Events Log: The oc describe pod output shows a FailedAttachVolume warning with the message: Multi-Attach error for volume "pv-name" Volume is already used by pod...

Resolution Steps¶

Identify the Locking Node: Locate the specific VolumeAttachment object to identify which Node currently holds the lock on the Persistent Volume.

oc get volumeattachment | grep <pv_name>

Safe Termination: Ensure the Pod previously using the volume on the "old" Node is completely terminated. If the Node is unresponsive (NotReady), you may need to force-delete the Pod to signal the controller to release the volume.

Force deleting a pod with a bound volume should only be done if you are certain the Node is not actively writing to the disk to avoid data corruption.

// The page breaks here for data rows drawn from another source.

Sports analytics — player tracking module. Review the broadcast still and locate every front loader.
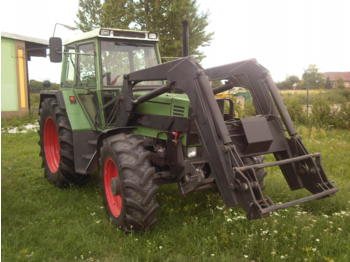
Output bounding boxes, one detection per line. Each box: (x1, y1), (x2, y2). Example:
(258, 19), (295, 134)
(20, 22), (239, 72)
(40, 26), (337, 231)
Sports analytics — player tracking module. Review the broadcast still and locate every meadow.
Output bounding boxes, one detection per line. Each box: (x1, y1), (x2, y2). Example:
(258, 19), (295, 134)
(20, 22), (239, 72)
(1, 116), (350, 262)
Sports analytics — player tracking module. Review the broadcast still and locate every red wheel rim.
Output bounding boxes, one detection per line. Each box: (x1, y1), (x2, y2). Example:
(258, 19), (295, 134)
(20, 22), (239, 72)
(44, 117), (61, 173)
(103, 158), (123, 217)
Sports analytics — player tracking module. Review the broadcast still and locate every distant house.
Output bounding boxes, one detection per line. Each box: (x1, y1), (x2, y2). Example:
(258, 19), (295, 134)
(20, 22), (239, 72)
(1, 32), (48, 117)
(323, 72), (350, 88)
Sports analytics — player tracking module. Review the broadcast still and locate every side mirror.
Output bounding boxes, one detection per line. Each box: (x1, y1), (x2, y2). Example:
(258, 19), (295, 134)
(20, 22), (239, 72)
(43, 80), (51, 88)
(49, 37), (62, 63)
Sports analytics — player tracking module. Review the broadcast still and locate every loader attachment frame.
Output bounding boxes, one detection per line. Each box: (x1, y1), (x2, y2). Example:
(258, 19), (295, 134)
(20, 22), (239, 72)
(117, 57), (337, 219)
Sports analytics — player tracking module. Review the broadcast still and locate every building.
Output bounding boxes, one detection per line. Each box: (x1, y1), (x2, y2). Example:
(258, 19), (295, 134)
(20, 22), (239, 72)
(323, 72), (350, 88)
(1, 32), (48, 117)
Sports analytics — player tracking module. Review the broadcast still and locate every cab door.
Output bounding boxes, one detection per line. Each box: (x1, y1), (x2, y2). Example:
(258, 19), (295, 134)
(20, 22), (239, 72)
(75, 42), (102, 128)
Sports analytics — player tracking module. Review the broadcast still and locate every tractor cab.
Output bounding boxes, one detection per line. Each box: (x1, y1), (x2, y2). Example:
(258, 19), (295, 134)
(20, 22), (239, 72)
(50, 28), (162, 129)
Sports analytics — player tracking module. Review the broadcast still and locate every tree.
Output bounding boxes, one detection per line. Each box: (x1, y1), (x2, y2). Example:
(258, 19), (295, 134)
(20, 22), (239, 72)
(276, 75), (300, 89)
(101, 0), (136, 29)
(303, 65), (325, 89)
(76, 0), (213, 61)
(325, 77), (332, 89)
(75, 0), (102, 32)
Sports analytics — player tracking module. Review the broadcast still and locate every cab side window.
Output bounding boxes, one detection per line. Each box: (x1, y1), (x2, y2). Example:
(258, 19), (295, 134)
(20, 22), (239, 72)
(78, 44), (96, 87)
(63, 47), (76, 87)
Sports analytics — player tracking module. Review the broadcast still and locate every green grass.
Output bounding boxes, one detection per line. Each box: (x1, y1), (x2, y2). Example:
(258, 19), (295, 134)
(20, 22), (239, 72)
(1, 128), (350, 262)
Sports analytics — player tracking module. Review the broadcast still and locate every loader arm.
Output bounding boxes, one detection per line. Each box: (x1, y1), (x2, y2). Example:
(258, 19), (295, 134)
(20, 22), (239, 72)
(117, 57), (337, 219)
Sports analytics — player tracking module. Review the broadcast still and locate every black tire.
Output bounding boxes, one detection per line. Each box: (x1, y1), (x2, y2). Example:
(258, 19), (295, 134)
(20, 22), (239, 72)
(39, 98), (89, 188)
(243, 156), (267, 190)
(100, 133), (159, 232)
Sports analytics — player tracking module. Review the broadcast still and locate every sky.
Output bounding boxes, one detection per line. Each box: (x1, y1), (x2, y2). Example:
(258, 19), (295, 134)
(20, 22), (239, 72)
(0, 0), (350, 82)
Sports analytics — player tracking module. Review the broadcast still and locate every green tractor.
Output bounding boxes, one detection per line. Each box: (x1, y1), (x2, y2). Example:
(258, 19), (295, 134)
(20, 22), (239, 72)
(39, 28), (337, 231)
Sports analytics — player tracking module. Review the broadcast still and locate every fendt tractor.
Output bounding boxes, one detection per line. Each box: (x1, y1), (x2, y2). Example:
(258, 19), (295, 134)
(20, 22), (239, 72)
(39, 23), (337, 231)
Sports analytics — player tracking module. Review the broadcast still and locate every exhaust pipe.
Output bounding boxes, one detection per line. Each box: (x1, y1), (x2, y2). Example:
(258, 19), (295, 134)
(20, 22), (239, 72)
(182, 20), (190, 56)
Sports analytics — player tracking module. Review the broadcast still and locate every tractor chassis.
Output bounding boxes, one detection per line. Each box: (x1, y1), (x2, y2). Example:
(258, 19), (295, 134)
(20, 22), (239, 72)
(109, 57), (337, 219)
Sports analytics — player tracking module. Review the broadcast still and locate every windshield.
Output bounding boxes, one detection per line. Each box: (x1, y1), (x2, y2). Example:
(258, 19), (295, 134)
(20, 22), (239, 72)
(101, 40), (161, 87)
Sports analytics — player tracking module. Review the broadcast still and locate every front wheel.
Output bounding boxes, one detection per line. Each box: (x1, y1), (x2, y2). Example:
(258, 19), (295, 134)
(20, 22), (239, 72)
(100, 133), (159, 232)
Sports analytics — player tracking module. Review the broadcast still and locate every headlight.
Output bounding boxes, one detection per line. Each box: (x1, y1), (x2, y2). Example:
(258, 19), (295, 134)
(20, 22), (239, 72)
(100, 29), (110, 36)
(187, 147), (197, 158)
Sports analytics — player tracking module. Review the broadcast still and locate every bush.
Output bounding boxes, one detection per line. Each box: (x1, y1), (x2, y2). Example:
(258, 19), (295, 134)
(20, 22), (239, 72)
(311, 99), (333, 128)
(284, 97), (306, 124)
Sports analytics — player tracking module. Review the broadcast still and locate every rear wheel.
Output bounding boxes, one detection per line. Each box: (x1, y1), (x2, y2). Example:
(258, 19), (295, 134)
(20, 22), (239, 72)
(100, 134), (159, 232)
(39, 98), (88, 188)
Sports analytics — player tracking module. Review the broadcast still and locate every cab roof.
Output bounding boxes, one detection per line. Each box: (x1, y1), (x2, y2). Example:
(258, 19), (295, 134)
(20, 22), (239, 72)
(65, 28), (159, 45)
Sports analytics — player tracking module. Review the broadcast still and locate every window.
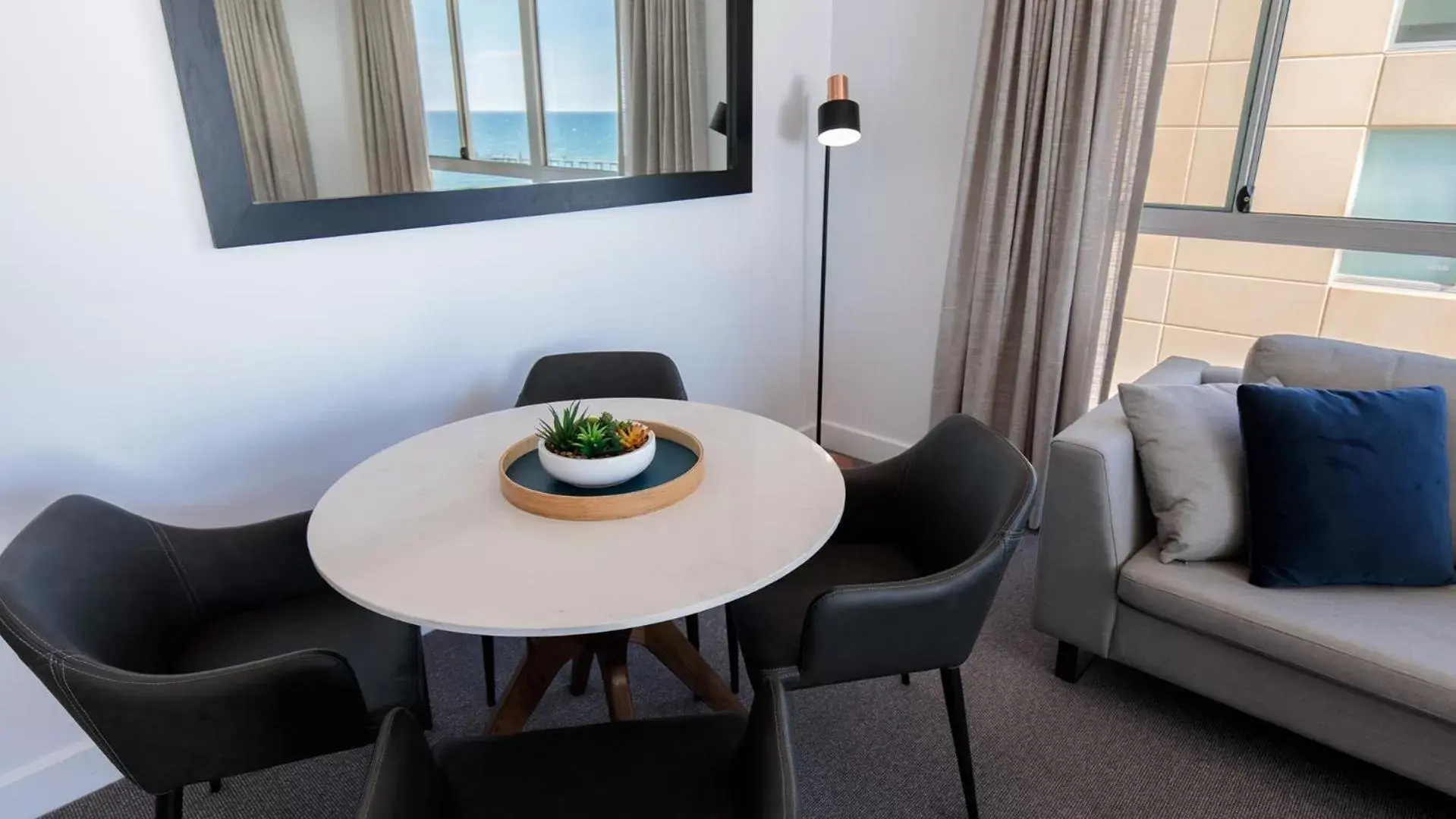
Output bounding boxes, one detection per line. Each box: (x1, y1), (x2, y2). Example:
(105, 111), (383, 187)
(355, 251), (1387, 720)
(1112, 0), (1456, 383)
(1143, 0), (1456, 288)
(1393, 0), (1456, 48)
(415, 0), (621, 189)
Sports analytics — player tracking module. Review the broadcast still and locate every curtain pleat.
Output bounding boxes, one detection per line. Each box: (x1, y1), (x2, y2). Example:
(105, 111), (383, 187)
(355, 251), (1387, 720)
(217, 0), (319, 202)
(354, 0), (431, 195)
(932, 0), (1174, 519)
(618, 0), (709, 176)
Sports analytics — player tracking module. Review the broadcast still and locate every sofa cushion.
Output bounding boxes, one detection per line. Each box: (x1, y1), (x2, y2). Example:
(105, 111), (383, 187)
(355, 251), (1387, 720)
(1239, 384), (1453, 588)
(1244, 336), (1456, 553)
(1117, 384), (1245, 563)
(1117, 545), (1456, 723)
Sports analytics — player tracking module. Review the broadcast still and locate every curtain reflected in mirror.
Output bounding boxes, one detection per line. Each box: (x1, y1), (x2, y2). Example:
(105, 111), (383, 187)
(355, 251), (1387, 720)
(215, 0), (728, 202)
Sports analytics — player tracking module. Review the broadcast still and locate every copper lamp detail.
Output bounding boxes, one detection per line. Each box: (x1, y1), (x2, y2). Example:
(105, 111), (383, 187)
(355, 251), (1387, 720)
(814, 74), (859, 444)
(819, 74), (859, 149)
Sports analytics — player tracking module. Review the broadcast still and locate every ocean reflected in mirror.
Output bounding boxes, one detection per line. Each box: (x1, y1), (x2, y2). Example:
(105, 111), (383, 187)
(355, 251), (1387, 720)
(214, 0), (729, 202)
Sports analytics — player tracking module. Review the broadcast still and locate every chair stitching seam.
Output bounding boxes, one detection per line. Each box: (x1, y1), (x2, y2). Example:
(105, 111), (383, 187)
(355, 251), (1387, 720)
(364, 714), (395, 817)
(147, 521), (203, 613)
(55, 659), (137, 781)
(769, 682), (792, 816)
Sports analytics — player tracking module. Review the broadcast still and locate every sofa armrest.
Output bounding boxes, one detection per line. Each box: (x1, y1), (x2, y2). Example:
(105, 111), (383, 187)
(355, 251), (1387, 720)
(1033, 358), (1209, 656)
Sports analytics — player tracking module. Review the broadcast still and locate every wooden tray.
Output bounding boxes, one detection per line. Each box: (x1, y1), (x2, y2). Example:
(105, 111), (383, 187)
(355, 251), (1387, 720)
(499, 420), (703, 521)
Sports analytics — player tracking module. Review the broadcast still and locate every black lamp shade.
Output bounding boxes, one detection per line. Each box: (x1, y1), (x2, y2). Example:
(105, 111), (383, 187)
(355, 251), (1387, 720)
(818, 99), (859, 149)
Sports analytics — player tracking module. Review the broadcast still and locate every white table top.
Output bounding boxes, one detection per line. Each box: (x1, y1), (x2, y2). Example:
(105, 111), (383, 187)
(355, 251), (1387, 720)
(309, 399), (844, 637)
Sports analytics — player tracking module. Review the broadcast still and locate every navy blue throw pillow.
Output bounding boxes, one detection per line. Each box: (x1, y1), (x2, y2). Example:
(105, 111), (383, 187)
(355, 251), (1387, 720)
(1239, 384), (1456, 588)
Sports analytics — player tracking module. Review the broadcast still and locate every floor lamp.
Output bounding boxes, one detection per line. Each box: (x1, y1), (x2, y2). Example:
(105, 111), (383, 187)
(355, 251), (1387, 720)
(814, 74), (859, 444)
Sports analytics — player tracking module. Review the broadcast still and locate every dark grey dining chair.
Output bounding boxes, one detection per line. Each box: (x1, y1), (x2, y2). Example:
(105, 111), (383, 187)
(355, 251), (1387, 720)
(0, 496), (429, 819)
(728, 415), (1036, 817)
(358, 672), (798, 819)
(480, 352), (699, 707)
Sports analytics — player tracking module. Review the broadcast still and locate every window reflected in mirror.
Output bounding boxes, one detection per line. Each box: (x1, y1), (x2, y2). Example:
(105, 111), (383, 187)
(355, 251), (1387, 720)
(214, 0), (728, 202)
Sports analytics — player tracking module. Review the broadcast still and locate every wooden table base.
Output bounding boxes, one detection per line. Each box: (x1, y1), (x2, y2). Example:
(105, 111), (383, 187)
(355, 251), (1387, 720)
(486, 623), (743, 736)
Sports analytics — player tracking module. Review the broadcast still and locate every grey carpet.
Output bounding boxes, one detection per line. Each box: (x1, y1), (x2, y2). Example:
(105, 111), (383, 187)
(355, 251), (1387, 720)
(51, 541), (1456, 819)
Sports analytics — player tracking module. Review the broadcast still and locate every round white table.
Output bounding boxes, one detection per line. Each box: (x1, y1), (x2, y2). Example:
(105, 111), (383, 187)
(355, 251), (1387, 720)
(309, 399), (844, 733)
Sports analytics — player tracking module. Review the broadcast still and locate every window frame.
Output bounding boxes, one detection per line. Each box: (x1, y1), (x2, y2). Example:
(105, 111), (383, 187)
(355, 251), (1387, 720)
(1140, 0), (1456, 268)
(1385, 0), (1456, 54)
(417, 0), (626, 182)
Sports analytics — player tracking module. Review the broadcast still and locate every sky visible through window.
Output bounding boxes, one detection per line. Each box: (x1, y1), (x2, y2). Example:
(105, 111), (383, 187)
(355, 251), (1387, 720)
(415, 0), (618, 112)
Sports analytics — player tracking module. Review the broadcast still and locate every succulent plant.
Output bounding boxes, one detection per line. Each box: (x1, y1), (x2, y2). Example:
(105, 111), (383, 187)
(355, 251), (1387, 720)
(618, 422), (648, 451)
(536, 401), (651, 458)
(536, 401), (584, 455)
(571, 418), (621, 458)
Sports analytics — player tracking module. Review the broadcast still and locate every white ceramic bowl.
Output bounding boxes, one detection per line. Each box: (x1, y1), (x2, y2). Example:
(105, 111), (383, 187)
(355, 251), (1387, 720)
(536, 431), (656, 489)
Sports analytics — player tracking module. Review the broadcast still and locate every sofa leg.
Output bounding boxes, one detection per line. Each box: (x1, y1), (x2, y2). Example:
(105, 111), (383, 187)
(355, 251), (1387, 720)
(157, 789), (182, 819)
(1057, 642), (1096, 682)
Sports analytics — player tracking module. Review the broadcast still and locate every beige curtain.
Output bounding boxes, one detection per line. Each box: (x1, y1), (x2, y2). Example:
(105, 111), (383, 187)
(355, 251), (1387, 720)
(618, 0), (708, 176)
(217, 0), (319, 202)
(932, 0), (1174, 507)
(354, 0), (431, 195)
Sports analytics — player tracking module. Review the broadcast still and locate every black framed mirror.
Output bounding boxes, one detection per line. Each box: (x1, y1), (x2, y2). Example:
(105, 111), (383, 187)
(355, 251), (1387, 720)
(162, 0), (753, 247)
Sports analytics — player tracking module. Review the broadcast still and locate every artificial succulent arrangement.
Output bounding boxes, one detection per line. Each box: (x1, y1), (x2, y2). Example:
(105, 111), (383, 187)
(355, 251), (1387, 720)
(536, 401), (649, 458)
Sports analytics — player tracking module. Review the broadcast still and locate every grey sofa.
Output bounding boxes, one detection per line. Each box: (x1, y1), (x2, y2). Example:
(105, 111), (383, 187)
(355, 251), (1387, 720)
(1033, 336), (1456, 794)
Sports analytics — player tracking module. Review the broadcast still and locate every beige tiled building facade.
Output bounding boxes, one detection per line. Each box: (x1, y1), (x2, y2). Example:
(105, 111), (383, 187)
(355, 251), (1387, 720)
(1114, 0), (1456, 381)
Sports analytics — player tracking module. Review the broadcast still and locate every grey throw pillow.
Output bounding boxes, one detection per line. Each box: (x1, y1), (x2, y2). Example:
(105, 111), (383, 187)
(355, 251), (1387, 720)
(1118, 384), (1245, 563)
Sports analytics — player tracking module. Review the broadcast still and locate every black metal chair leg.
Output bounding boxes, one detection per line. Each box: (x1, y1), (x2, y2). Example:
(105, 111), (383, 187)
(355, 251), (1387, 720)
(941, 667), (980, 819)
(724, 608), (738, 694)
(480, 634), (495, 708)
(157, 789), (182, 819)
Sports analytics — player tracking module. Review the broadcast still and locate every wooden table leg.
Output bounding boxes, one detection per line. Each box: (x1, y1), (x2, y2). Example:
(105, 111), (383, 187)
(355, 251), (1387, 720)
(486, 623), (744, 736)
(571, 646), (594, 697)
(597, 632), (632, 721)
(632, 623), (744, 713)
(485, 637), (585, 736)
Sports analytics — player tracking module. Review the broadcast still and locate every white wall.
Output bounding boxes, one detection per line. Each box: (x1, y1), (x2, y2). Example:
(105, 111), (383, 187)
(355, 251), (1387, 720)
(0, 0), (830, 817)
(282, 0), (369, 199)
(815, 0), (984, 460)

oc delete pod <old_pod_name> -n <namespace> --force --grace-period=0

3. FailedMount / Unmountable Volume¶

The Pod is successfully assigned to a Node, but the Node's operating system is unable to physically mount the requested filesystem.

Common Causes¶

Missing Utilities: The Node is missing the required client-side binaries to handle the storage protocol (e.g., nfs-utils for NFS or iscsi-initiator-utils for iSCSI).
Network Latency / Connectivity: The Node cannot establish a connection to the external storage array (e.g., NetApp, Dell EMC, or AWS) due to firewall rules, incorrect routing, or network saturation.

Resolution Steps¶

Check Node-Level Mounts: Access the Node directly via a debug shell to verify if the mount point exists and if there are kernel-level mounting errors.

oc debug node/<node_name>

# Once inside the debug shell:
chroot /host
df -h | grep /var/lib/kubelet/pods/

Verify Secret Access: For authenticated storage (such as CIFS, Azure Files, or encrypted volumes), ensure the required storage secret is present in the namespace and correctly referenced in the PVC or Deployment.

oc get secret -n <namespace>

4. Filesystem Synchronization & Quotas¶

Applications may report errors such as "Disk Full" or "Read-only file system" even when the PVC is successfully bound and the cluster shows the volume as healthy.

Resolution Steps¶

Check Usage from Inside the Pod: Verify the actual disk utilization from the perspective of the application container to rule out internal filesystem exhaustion.

oc exec <pod_name> -n <namespace> -- df -h

Verify Permissions: Ensure the Pod's securityContext (UID/GID) matches the ownership and permissions of the mounted volume. Mismatched permissions often result in "Read-only" errors during write attempts.

oc get pod <pod_name> -n <namespace> -o yaml | grep -A 3 "securityContext"

Expand Volume: If the StorageClass has allowVolumeExpansion set to true, you can resolve capacity issues by increasing the PVC size dynamically.

oc patch pvc <pvc_name> -n <namespace> -p '{"spec":{"resources":{"requests":{"storage":"20Gi"}}}}'

Escalation Criteria: If a Persistent Volume is stuck in a Released state and needs to be manually reclaimed/re-bound, or if the underlying storage backend (vCenter, AWS Console, NetApp) shows hardware-level alerts or connectivity failures, escalate to the L2 Infrastructure/Storage Team.